Fuzzy Numbers on Advisor Misconduct

The numbers don't add up.

The numbers from the recent academic study on the high percentages of “bad brokers” still serving clients at financial advisory firms got a lot of attention in the press (“The Wolves of Wall Street Are Everywhere,” wrote Business Insider). The report’s authors did a deep dive into FINRA’s BrokerCheck Database and found that 12 percent of working advisors have been accused of some kind of wrongdoing, and 7 percent had been found guilty. But recruiter Mark Elzweig in Seeking Alpha finds the numbers “fuzzy.” Complaints are easy to make, he writes, especially from clients who have lost money in the markets, and firms often settle cases just to clean the slate even when there is no real guilt. “It would be interesting to review the size of the typical payments. For example, anything under $10,000 or a small percentage of the investment involved likely suggests that firms would rather clean the slate than fight to the death to prove innocence.”

Crowdfunding for Good Is Bad

Not always a good thing. | Tashatuvango/iStock/Thinkstock

Since the passage of JOBS Act rules easing the restrictions around crowdfunding, the number of crowd-investment platforms has swelled dramatically. Forbes reports these platforms generated an estimated $2.1 billion in investment for startups in 2015, with growth in 2016 expected to reach $4 billion. But those investors looking to combine socially responsible strategies with crowdfunding may need to rethink their position. Crowdfunding projects around public functions like education, infrastructure and health can be detrimental to society in the long run, Peter Moskowitz argues in a recent Wired article. “If crowdfunding for the public good is allowed to continue unchecked, it’s not hard to imagine a future in which everyone votes on public works with their dollars—distorting priorities and giving those with deeper pockets more of a say,” he writes. Probably better to stick with crowdfunding investment opportunities around entertainment, real estate or even legal battles.
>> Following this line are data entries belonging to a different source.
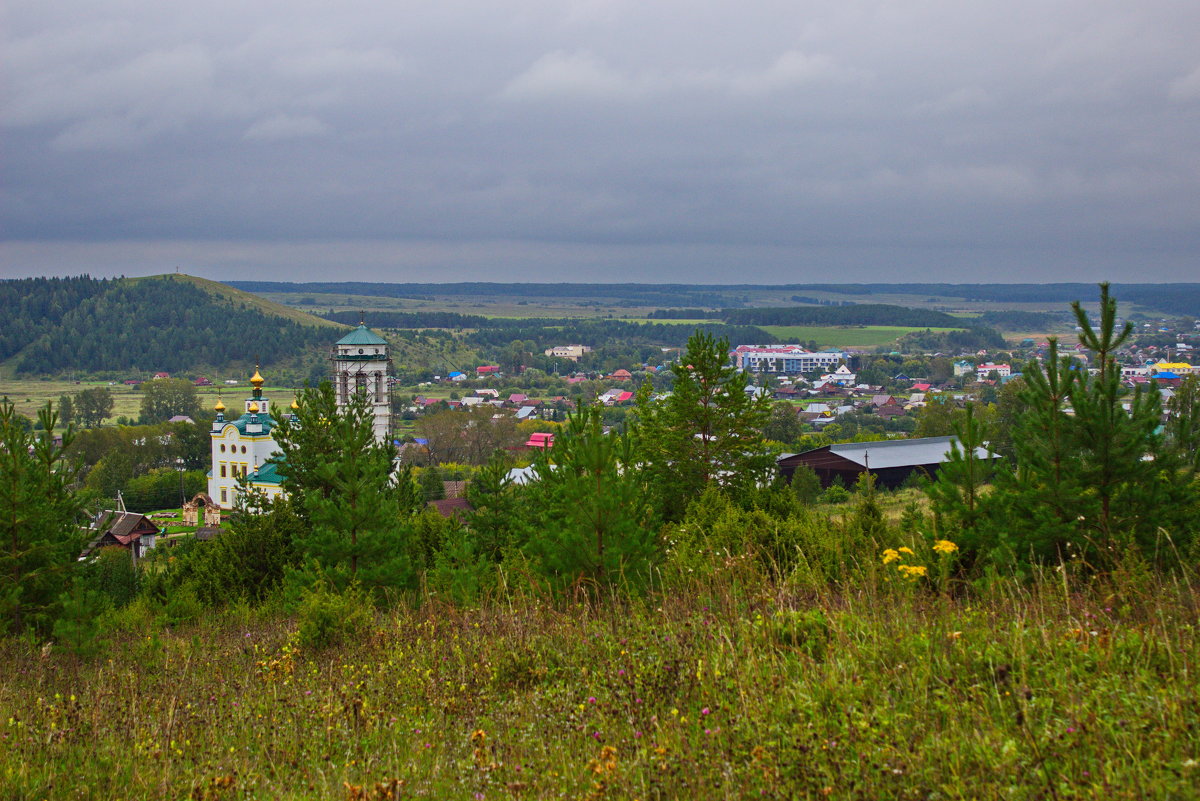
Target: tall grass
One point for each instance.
(725, 684)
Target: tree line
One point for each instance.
(148, 325)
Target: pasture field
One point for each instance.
(844, 336)
(503, 307)
(31, 393)
(729, 686)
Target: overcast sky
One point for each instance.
(761, 142)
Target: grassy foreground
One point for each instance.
(736, 687)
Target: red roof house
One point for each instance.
(540, 439)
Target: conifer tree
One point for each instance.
(955, 494)
(39, 536)
(342, 476)
(707, 431)
(597, 518)
(1114, 443)
(1183, 423)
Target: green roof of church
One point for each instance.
(361, 336)
(264, 420)
(267, 474)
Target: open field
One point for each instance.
(505, 307)
(30, 395)
(844, 337)
(731, 687)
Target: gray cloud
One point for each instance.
(604, 140)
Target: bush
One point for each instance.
(835, 494)
(329, 619)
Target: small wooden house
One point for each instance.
(124, 530)
(202, 511)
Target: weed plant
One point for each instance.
(735, 681)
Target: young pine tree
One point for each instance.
(595, 518)
(342, 476)
(707, 432)
(39, 534)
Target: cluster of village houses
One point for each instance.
(243, 445)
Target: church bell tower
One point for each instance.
(361, 365)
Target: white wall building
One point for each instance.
(360, 365)
(785, 359)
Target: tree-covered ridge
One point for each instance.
(161, 324)
(411, 319)
(617, 294)
(33, 306)
(857, 314)
(545, 332)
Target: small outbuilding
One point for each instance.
(137, 533)
(202, 510)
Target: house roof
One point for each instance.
(894, 453)
(267, 474)
(265, 420)
(125, 527)
(361, 336)
(451, 506)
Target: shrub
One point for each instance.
(329, 619)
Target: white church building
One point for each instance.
(241, 446)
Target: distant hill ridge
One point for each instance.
(1170, 297)
(169, 323)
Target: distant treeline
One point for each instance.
(951, 341)
(856, 314)
(1017, 320)
(597, 332)
(409, 319)
(611, 294)
(34, 306)
(151, 324)
(498, 331)
(817, 301)
(1182, 299)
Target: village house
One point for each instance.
(120, 529)
(575, 353)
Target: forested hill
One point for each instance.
(168, 323)
(858, 314)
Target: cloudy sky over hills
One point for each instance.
(603, 140)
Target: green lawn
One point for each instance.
(844, 337)
(726, 687)
(30, 395)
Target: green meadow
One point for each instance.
(732, 685)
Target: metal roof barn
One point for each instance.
(892, 462)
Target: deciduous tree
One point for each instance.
(707, 431)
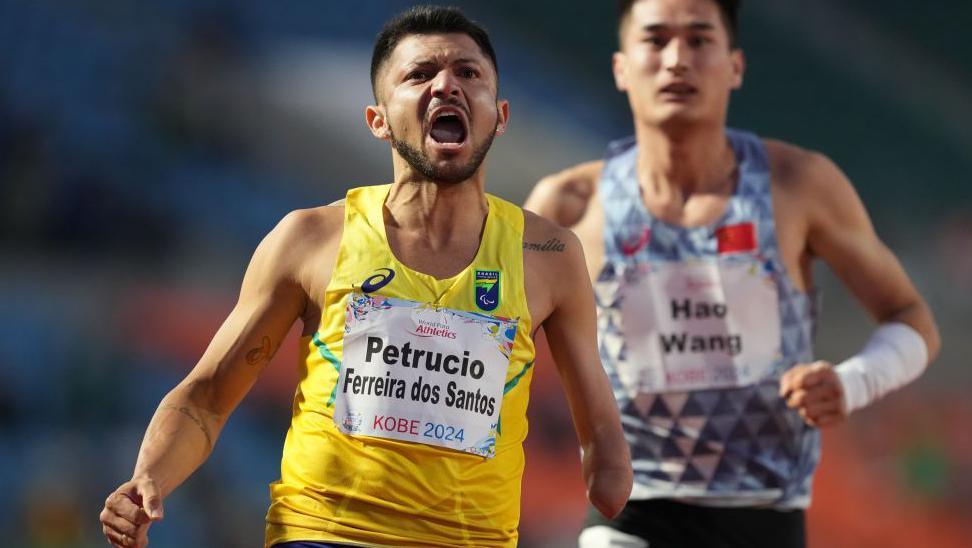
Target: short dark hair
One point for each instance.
(728, 9)
(426, 20)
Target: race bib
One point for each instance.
(418, 373)
(698, 325)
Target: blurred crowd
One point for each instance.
(145, 148)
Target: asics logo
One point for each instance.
(378, 280)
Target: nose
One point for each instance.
(675, 56)
(445, 84)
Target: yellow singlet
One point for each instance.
(364, 490)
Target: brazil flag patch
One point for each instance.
(487, 289)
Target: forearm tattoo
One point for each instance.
(198, 420)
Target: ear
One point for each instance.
(738, 61)
(375, 117)
(502, 116)
(619, 65)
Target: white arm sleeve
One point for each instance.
(895, 355)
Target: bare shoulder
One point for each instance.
(302, 228)
(563, 197)
(804, 173)
(298, 240)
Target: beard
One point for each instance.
(449, 175)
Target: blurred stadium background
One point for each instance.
(146, 147)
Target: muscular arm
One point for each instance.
(840, 232)
(190, 418)
(571, 332)
(563, 197)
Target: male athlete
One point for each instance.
(700, 241)
(419, 300)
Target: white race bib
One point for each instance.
(423, 374)
(697, 325)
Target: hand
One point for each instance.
(814, 390)
(129, 512)
(609, 490)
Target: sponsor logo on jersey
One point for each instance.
(378, 280)
(738, 238)
(487, 288)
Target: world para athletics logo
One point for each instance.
(487, 289)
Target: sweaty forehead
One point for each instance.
(673, 13)
(435, 48)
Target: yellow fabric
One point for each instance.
(374, 491)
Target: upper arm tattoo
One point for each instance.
(261, 354)
(553, 245)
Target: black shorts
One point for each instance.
(669, 524)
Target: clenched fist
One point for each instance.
(814, 390)
(129, 512)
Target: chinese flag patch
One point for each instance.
(739, 238)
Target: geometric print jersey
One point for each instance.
(738, 446)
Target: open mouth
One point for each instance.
(448, 127)
(678, 89)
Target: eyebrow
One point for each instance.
(698, 26)
(432, 61)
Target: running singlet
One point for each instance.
(409, 418)
(696, 326)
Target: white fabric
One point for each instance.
(602, 536)
(697, 325)
(417, 373)
(895, 355)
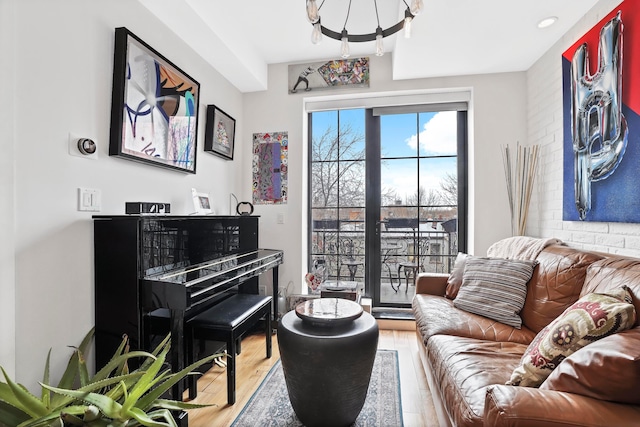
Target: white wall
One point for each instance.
(497, 115)
(63, 75)
(7, 243)
(544, 103)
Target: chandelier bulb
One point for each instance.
(316, 34)
(312, 11)
(416, 6)
(344, 48)
(379, 43)
(407, 27)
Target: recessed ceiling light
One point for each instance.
(547, 22)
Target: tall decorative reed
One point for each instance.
(520, 170)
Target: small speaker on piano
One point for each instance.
(147, 208)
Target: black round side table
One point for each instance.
(327, 348)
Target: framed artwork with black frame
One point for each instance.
(220, 133)
(154, 107)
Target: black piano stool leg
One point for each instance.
(231, 370)
(267, 330)
(192, 380)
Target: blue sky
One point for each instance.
(400, 134)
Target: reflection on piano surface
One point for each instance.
(180, 264)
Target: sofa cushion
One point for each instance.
(591, 318)
(465, 367)
(436, 315)
(608, 369)
(555, 285)
(495, 288)
(612, 273)
(455, 278)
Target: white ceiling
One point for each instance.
(450, 37)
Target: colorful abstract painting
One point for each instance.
(154, 107)
(270, 153)
(601, 109)
(338, 73)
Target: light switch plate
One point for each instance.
(89, 199)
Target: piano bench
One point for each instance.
(227, 321)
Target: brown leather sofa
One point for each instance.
(468, 358)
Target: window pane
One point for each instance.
(352, 136)
(399, 181)
(438, 181)
(398, 136)
(324, 186)
(438, 134)
(324, 135)
(352, 183)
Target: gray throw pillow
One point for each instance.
(455, 278)
(495, 288)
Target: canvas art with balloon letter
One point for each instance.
(601, 110)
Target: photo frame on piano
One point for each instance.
(201, 203)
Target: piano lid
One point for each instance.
(220, 270)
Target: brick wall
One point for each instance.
(544, 117)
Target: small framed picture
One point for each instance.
(201, 202)
(220, 133)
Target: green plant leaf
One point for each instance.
(47, 420)
(107, 406)
(116, 361)
(46, 394)
(174, 405)
(29, 403)
(65, 400)
(148, 419)
(145, 383)
(83, 373)
(8, 397)
(148, 400)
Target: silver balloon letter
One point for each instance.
(596, 108)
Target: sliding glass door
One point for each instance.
(386, 195)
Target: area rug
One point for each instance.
(270, 405)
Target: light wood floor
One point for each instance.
(252, 367)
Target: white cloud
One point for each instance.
(439, 135)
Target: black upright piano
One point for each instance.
(148, 266)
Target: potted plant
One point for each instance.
(114, 396)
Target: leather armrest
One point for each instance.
(531, 407)
(431, 283)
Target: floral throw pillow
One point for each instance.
(592, 317)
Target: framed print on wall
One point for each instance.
(220, 133)
(601, 120)
(154, 107)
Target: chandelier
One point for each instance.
(313, 14)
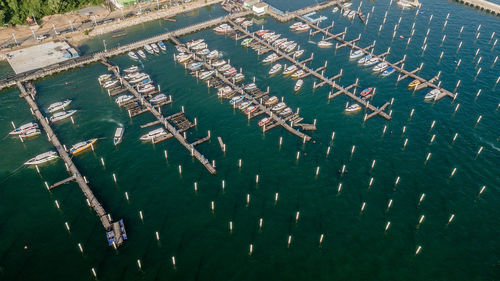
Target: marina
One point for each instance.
(297, 169)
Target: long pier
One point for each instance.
(92, 201)
(165, 121)
(315, 73)
(95, 57)
(405, 73)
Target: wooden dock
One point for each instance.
(92, 201)
(405, 73)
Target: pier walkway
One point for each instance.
(91, 199)
(320, 76)
(165, 121)
(352, 44)
(95, 57)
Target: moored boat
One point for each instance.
(42, 158)
(117, 138)
(82, 146)
(58, 106)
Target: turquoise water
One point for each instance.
(355, 246)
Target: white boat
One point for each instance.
(117, 138)
(141, 54)
(432, 95)
(148, 49)
(356, 54)
(280, 106)
(131, 69)
(271, 58)
(123, 99)
(324, 44)
(298, 85)
(24, 128)
(133, 55)
(380, 67)
(154, 134)
(155, 48)
(58, 106)
(158, 98)
(289, 70)
(275, 69)
(58, 116)
(353, 108)
(42, 158)
(110, 84)
(30, 133)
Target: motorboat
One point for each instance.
(206, 74)
(155, 48)
(246, 42)
(250, 87)
(219, 63)
(230, 72)
(141, 54)
(366, 92)
(298, 74)
(110, 84)
(131, 69)
(224, 68)
(117, 138)
(324, 44)
(271, 58)
(261, 32)
(388, 71)
(60, 105)
(162, 45)
(271, 101)
(289, 70)
(30, 133)
(24, 128)
(275, 69)
(364, 59)
(224, 91)
(154, 134)
(353, 108)
(223, 28)
(371, 61)
(158, 98)
(61, 115)
(82, 146)
(414, 84)
(123, 99)
(381, 66)
(356, 54)
(432, 95)
(298, 85)
(244, 105)
(195, 66)
(251, 109)
(264, 121)
(42, 158)
(236, 100)
(298, 53)
(280, 106)
(133, 55)
(149, 49)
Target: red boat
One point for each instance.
(366, 92)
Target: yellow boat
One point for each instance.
(414, 84)
(81, 146)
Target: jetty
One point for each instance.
(398, 66)
(92, 201)
(315, 72)
(168, 122)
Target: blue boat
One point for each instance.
(388, 71)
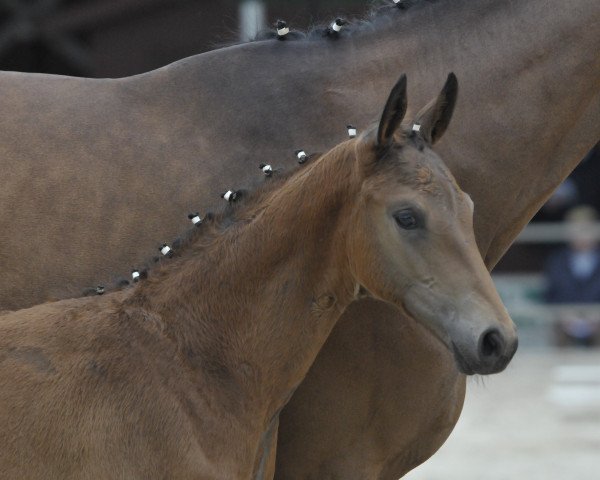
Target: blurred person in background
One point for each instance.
(573, 277)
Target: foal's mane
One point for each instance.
(381, 14)
(199, 239)
(215, 224)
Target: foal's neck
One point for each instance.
(258, 302)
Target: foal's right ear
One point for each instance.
(393, 113)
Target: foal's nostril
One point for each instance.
(492, 344)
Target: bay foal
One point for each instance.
(183, 376)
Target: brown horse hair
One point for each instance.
(382, 12)
(213, 224)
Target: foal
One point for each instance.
(184, 375)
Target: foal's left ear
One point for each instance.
(393, 113)
(435, 117)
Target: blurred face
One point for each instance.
(582, 236)
(417, 250)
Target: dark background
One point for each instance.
(114, 38)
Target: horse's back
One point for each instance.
(90, 170)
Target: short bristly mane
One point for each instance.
(381, 14)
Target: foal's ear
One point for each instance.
(435, 117)
(393, 113)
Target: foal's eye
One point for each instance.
(407, 220)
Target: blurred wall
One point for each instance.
(114, 38)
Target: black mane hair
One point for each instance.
(381, 14)
(213, 225)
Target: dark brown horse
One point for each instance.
(184, 375)
(73, 215)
What Judge Garland Is Investing In

He looks like such a nice Jewish boy. | Copyright Mark Wilson, Getty Images

U.S. Supreme Court nominee Judge Merrick Garland has a brokerage account that includes stock in General Mills, Pfizer, Bristol-Myers Squibb, General Electric, Procter & Gamble, J.M. Smucker and Citigroup, according to an analysis of his financial disclosure forms by the National Law Journal. Garland, the chief judge of the U.S. Court of Appeals for the District of Columbia, was nominated to replace Justice Antonin Scalia by President Barack Obama. His stocks, bonds, IRAs and other investments yielded dividends and interest of at least $165,500, and he reported at least $100,000 in rent income through New York property held in a trust. Besides his judicial salary of $215,400, he did not report any income on top of that in 2014, according to the most recent disclosure report that he filed last year. If confirmed by the Senate, his salary would jump to $249,300.

Brackets for a Cause

He got game. | Copyright Nick Laham, Getty Images

It’s NCAA tournament time, and while offices across the country are losing millions of dollars in productivity, Bloomberg once again is doing its annual Brackets for a Cause tournament. The firm asked 42 “titans from the worlds of business and finance” to fill out a March Madness bracket and donate $10,000 each, with the winner collecting the whole pot. The money will go to the victor’s charity of choice. Among those playing: Bloomberg CEO Michael Bloomberg, Pershing Square Capital Management CEO Bill Ackman, New York Knicks President Phil Jackson, AOL CEO Tim Armstrong, GE Vice Chair Beth Comstock and Greenlight Capital President David Einhorn.